The other man shifts from foot to foot, as though eager to get on with his kill orders so he can go grab a bite to eat.

I can feel the adrenaline coursing through my veins, the bitter taste flooding my mouth as the nurse tells the men to step into a nearby consulting room while she tries to find where Dr. Cross is in the hospital.

No way is Connor walking into this, I think, standing up and reaching a hand into my purse to check on my silenced pistol.

The two men step into the consulting room and close the door, and I see the nurse pick up a handset, so I intercept her. “Connor said he’d be back in just a minute, so I wouldn’t bother him. I know he’s on an important consult right now, so…”

The nurse nods sagely. “I’ll just let those nice men wait, then.”

I smile and nod, and then walk around the corner, doubling back and then taking a deep breath before I quietly turn the knob on the consulting room door.

Both men stand up quickly as I enter and close the door behind me, but my pistol is already trained on the shorter man, who was fumbling for his own sidearm.

“Put your weapon on the floor,” I instruct in Czech, and with a heavy sigh, the shorter man complies.

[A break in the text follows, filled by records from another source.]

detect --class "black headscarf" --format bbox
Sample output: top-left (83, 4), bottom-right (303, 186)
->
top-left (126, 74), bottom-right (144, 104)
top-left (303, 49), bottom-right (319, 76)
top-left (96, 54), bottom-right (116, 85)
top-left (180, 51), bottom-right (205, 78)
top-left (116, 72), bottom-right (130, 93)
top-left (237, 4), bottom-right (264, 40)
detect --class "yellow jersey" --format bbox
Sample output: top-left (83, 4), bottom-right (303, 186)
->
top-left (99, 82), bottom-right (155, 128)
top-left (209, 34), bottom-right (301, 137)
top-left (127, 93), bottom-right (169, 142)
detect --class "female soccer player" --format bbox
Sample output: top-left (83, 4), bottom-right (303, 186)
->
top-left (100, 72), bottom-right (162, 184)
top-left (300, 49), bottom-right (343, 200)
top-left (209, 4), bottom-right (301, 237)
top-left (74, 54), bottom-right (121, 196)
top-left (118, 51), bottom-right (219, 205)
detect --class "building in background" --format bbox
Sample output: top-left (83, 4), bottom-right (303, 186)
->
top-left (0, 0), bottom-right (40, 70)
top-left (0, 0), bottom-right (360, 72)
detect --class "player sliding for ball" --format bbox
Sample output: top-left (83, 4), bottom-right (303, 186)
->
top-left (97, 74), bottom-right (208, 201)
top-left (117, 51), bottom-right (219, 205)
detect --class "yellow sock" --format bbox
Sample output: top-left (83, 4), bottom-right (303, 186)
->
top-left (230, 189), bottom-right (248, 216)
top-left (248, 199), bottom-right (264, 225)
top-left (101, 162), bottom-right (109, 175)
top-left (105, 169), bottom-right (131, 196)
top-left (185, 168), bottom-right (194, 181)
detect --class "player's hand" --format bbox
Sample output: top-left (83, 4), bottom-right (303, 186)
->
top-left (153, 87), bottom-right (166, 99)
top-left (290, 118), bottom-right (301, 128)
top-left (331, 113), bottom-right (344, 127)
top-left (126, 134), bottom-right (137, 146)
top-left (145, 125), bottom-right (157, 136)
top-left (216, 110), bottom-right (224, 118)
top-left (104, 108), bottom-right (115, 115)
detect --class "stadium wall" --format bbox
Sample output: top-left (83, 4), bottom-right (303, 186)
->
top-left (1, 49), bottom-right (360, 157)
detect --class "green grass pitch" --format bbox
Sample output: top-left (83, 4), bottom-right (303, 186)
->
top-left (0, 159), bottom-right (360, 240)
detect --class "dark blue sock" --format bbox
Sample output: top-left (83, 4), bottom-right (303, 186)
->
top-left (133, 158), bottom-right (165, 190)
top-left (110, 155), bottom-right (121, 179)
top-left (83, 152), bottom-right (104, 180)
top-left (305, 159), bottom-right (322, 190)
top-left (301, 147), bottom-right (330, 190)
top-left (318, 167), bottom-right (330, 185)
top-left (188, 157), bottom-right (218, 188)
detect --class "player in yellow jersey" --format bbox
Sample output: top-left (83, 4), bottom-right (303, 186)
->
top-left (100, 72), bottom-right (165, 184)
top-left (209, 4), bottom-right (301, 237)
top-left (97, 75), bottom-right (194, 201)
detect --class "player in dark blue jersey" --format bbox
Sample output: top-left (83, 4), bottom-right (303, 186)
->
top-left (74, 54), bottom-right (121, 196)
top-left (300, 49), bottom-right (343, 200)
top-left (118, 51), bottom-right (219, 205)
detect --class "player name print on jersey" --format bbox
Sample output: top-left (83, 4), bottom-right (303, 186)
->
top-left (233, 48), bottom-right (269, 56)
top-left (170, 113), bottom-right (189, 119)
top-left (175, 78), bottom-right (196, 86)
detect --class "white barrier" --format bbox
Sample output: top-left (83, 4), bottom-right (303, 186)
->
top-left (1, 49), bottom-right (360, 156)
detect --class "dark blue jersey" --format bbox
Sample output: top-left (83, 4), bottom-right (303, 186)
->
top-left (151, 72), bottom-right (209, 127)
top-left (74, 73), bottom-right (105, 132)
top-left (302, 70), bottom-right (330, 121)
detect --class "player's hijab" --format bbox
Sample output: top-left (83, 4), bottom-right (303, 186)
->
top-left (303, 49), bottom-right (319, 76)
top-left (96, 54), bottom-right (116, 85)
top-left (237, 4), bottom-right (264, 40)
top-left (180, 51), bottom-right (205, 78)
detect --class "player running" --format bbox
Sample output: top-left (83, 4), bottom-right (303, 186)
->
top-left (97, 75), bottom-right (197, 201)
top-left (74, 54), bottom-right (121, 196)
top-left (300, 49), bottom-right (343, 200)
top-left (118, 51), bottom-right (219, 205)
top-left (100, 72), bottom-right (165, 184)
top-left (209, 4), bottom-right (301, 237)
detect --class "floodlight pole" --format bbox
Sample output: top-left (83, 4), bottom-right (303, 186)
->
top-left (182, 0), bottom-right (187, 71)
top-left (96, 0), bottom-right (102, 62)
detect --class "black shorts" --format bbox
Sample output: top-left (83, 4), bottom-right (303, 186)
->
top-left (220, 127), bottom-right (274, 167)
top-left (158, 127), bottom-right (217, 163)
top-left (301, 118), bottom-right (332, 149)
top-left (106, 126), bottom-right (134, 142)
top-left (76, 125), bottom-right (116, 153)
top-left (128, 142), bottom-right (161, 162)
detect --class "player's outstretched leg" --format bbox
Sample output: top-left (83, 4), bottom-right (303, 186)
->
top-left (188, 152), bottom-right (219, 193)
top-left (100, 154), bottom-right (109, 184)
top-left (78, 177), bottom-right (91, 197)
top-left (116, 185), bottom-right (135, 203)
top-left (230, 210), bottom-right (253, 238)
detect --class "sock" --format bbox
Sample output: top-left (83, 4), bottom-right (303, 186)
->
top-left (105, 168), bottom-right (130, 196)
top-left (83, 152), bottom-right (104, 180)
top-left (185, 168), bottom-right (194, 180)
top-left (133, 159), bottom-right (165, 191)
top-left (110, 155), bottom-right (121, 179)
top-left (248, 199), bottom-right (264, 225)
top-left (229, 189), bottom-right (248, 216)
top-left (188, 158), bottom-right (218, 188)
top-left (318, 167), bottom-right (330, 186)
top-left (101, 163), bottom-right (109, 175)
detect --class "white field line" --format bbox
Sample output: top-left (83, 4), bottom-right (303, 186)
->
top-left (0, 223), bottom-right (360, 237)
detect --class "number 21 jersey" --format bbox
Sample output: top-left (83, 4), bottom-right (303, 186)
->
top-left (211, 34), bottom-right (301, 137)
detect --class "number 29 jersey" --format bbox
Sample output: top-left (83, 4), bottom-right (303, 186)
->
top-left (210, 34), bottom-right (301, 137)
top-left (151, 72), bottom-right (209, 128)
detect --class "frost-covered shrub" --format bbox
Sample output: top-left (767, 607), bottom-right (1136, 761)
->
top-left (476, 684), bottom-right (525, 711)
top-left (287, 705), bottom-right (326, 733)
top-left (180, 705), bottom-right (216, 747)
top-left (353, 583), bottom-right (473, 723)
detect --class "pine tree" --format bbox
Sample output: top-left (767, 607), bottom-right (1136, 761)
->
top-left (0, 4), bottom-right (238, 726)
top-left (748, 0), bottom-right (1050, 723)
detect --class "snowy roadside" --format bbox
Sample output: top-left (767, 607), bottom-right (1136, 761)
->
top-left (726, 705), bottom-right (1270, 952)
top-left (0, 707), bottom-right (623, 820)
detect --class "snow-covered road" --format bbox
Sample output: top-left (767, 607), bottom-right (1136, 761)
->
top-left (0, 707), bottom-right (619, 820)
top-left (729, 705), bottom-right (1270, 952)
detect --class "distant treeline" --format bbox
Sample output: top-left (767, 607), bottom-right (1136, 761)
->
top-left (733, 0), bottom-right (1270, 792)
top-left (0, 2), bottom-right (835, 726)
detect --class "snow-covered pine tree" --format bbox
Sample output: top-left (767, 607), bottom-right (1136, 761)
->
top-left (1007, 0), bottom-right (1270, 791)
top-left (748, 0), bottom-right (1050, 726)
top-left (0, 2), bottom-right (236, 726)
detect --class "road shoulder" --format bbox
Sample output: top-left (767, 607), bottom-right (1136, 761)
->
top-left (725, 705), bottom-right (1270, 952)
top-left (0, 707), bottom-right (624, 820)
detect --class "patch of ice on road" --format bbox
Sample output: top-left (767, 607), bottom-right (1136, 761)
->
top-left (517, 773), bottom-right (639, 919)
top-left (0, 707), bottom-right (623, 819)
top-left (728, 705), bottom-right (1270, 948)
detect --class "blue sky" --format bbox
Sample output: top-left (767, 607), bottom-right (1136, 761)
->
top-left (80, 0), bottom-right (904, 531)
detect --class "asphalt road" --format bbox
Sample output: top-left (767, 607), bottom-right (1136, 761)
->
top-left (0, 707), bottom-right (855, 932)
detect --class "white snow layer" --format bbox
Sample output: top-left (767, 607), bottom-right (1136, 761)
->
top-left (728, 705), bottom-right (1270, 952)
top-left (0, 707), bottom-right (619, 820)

“You are the shooter?” I ask, still speaking in Czech. “And you…” I flick my gun to the taller man, “you are the proof that the job is done?”

The taller man raises an eyebrow but says nothing.

“I know you work for Stepanek, I know all about the hit, and I know that you are going to go home disappointed tonight,” I say, my voice calm and even, despite the quaking in my knees from the adrenaline rush.

“You think we won’t kill him?” The man asks smoothly, and I give him a shark-like grin.

“I know you won’t,” I say evenly. “Because I’m going to kill you first.”

The shorter man lunges towards me, and I fire my silenced weapon, hitting him square in the chest. He slides to the floor, his eyes open and unblinking.

I knew it was a perfect shot, and I knew he was dead before he hit the floor.

Lunging at me or not, I knew when I walked into this room that this man would never walk out.

“You’ll go home, and you’ll tell Stepanek that you followed orders and have killed Connor Cross, but that your…” I sneer slightly, “friend was killed in a crossfire. And so help me god, if you approach him again, I’ll kill you, too. And don’t think Cross is ever going to be unprotected, because he’s got a squadron of people monitoring his every move. You will never be able to get close to him, so rescind the order. Now.”

The man stares at me for a long moment, obviously trying to read my words before he nods curtly. “I will pass on your message.” He glances down at his dead colleague. “I never liked him anyway. Thank you.”

His voice is so calm and grateful, that I want to shoot him through the heart as well, but I don’t.

“Walk away from this hospital, right now,” I say, my gun still trained on him. In a coordinated ballet, we change places in the small room, and then he opens the door to walk out. I thrust my gun into my purse, and then follow him, tracking his movements out the emergency room doors and into the night, where he slides into a rental car moments later, the engine turning over and the car driving out of sight.

I just hope my threat got through his thick skull, I think, slumping against the concrete wall and taking several deep breaths of the cool night air.

Because I don’t think I can do this much longer.